They rode on, sticking to the shade of one of the mesas, given that the center of the valley exposed to the sun was sweltering. At one point they were forced to find a ford of accumulated detritus across a narrow canal that split the valley in two. The canal presumably flowed through the roots of the mesas, which begged a number of questions Anskar tried not to dwell on. Likely, only Niklaus knew the answers, but how reliable was he, a man who could scarcely remember the things he’d written in his own journals?
An hour beyond the crossing, Ryala, riding at the front now, held up a hand for the company to halt. There had been rockfalls on either side of the valley, the walls of both mesas here sloping banks of rubble that converged in the center, making the route impassable.
“We dismount here,” the Grand Master said, “and proceed on foot. We must be near now.”

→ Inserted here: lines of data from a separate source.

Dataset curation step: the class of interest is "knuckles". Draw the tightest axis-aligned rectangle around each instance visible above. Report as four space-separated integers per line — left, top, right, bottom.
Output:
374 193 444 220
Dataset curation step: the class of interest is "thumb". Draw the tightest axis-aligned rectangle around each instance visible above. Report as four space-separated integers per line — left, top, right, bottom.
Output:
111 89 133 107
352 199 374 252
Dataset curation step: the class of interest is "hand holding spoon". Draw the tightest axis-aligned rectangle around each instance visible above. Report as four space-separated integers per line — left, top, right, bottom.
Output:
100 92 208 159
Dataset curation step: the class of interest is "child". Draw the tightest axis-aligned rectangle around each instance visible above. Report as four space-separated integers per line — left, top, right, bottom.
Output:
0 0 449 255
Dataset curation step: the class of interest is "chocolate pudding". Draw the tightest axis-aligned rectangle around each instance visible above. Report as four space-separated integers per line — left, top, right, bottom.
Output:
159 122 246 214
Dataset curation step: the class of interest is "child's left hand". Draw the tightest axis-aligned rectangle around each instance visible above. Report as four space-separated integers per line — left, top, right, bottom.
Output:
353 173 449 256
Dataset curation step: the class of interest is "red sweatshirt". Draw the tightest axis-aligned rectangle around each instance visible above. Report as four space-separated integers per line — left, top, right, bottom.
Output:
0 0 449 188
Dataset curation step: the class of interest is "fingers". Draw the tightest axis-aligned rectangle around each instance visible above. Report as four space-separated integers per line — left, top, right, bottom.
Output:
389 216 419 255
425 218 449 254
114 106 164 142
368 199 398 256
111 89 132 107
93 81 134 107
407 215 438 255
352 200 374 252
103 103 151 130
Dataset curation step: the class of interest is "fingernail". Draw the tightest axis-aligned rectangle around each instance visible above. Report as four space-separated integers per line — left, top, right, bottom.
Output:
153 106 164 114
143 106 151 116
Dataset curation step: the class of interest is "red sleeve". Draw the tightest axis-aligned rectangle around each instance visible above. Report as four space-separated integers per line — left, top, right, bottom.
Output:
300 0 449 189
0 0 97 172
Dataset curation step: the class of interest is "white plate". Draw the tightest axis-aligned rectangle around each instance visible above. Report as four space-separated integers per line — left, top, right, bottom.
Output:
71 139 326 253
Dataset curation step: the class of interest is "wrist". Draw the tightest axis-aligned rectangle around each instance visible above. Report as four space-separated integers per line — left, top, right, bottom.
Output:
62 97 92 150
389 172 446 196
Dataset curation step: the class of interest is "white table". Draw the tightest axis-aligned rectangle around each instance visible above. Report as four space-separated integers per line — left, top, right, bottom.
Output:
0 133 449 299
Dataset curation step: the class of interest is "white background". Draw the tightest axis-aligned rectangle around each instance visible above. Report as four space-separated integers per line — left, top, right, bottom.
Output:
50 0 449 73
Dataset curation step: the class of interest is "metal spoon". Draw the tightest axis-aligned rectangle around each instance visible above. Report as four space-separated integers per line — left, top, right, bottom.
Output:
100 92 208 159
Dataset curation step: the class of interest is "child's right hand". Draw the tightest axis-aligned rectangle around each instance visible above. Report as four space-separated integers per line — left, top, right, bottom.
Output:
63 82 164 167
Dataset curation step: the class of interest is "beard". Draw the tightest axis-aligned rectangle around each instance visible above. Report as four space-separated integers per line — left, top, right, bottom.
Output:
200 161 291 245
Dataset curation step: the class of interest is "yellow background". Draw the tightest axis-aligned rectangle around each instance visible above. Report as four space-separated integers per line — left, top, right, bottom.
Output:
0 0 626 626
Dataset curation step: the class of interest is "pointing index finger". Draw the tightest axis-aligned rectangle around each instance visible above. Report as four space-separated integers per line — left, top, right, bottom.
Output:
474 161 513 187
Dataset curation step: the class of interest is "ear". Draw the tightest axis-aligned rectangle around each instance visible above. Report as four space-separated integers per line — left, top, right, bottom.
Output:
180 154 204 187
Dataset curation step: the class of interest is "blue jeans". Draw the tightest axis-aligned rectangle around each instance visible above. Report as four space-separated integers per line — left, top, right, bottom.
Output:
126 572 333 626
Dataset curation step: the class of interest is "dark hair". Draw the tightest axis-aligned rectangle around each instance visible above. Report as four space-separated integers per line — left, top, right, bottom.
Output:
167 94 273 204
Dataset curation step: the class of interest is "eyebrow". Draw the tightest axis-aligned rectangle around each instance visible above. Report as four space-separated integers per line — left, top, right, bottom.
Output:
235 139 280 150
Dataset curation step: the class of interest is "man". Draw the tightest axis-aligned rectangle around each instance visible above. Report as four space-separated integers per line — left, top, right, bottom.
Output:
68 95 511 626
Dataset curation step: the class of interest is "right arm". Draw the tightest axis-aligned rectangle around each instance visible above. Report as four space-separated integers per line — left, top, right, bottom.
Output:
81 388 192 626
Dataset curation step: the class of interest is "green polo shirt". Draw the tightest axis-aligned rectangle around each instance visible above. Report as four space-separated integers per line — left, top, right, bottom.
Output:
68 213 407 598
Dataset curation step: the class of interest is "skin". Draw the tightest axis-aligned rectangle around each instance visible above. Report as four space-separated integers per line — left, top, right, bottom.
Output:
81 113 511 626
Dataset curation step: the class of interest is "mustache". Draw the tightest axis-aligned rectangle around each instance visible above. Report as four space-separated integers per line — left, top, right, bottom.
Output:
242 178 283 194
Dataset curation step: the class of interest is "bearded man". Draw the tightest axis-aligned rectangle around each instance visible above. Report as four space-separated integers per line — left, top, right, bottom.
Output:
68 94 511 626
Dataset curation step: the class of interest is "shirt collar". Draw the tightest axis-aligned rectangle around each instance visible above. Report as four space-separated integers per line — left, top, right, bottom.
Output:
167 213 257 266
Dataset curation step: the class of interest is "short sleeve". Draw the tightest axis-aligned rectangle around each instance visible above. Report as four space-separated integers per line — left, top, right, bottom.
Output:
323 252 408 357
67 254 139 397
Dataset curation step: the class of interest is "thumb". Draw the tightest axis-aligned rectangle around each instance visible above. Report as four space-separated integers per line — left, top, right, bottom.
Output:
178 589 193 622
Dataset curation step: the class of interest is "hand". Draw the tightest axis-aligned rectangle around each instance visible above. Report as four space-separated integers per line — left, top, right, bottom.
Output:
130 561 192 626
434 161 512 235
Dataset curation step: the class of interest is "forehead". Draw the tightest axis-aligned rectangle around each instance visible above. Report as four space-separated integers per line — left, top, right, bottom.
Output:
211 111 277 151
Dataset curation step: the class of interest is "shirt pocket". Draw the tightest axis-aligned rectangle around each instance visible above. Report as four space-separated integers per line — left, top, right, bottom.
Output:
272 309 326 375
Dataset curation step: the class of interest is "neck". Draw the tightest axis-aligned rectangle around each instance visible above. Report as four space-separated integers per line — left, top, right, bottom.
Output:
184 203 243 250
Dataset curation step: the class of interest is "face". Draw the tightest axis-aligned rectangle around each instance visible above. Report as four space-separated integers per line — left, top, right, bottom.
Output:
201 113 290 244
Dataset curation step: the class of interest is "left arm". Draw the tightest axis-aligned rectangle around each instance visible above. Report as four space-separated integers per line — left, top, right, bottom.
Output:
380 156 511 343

Blaice nodded her agreement and climbed down from her saddle. “Damage caused by the earthquake. The fissure containing the ruin is on the far side of the landslide.”
“Hendel, stay with the ponies,” the Grand Master said. “Lead them back to the canal we crossed and wait for us there.”
Hendel glanced at Ryala, the merest of frowns crossing his face, but he quickly buried it beneath an expressionless mask. “Grand Master,” he said with a salute.
“On second thoughts …” the Grand Master said—he had noticed Hendel’s hesitation, followed by the iron-clad act of obedience. Hyle Pausus looked over the other companions, his gaze eventually settling on Orix. “You stay behind instead. Ruins are dangerous places, and we may have need of Hendel’s strength and experience.”
“But—” Orix said, glancing at Anskar for support.
“Vihtor sent Orix to watch over Anskar,” Lanuc said.
“Yes, I know.” A tight smile crossed the Grand Master’s face. “And he asked you, his old friend, to look out for Anskar, too. Because, of course, the rest of us are incompetent. Or is it that Vihtor Ulnar does not trust me with his special charge?”
Lanuc swallowed thickly before replying. “I’m sure that is not the case, Grand Master. Vihtor is your loyal servant, as am I.”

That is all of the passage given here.